Ces passages ont fort scandalisé les Confucéens qui font profession d’estimer plus la vertu que l’argent et qui regardent la justice comme le principe de toute excellence. Pan Piao dit de Se-ma Ts’ien : « Il parle des gens qui font le commerce et s’enrichissent ; aussi méprise-t-il la bonté et la justice et insulte-t-il ceux qui sont pauvres et sans ressources ; il disserte sur les gens d’entreprise ; aussi fait-il peu de cas de ceux qui observent les règles et loue-t-il une hardiesse vulgaire. Ces grands défauts qu’il a manifestés ont blessé la droite raison et c’est pourquoi il a malheureusement encouru le plus sévère des châtiments LV-1. »

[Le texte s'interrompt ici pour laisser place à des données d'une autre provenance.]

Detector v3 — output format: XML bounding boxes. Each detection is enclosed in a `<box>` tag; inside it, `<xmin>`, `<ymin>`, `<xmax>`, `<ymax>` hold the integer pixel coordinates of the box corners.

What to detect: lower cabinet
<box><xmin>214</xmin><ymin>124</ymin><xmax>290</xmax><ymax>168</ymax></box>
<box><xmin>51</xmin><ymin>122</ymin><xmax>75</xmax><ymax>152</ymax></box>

Se-ma Ts’ien parle souvent aussi de l’inutilité de la franchise et de l’héroïsme et il est bien probable qu’il faisait alors un triste retour sur sa propre destinée. La première de ses monographies, celle qu’il a mise à la place d’honneur en tête de toutes les autres, rappelle le souvenir de deux fidèles sujets de la dynastie Chang ; ils refusèrent de reconnaître le roi Ou, fondateur de la nouvelle dynastie des Tcheou, et pour ne rien accepter du maître dont ils contestaient la légitimité, ils se retirèrent sur une montagne où ils finirent par mourir de faim. Ce fut un dévoûment sans résultat : « Po I, par haine des Tcheou, mourut de faim sur la montagne Cheou-yang ; cependant ni Wen-wang ni Ou-wang ne perdirent à cause


LV-1. Cf, l’Appendice II. Les chapitres de Se-ma Ts’ien auxquels Pan Piao fait ici allusion sont les chapitres CXXIV et CXXIX.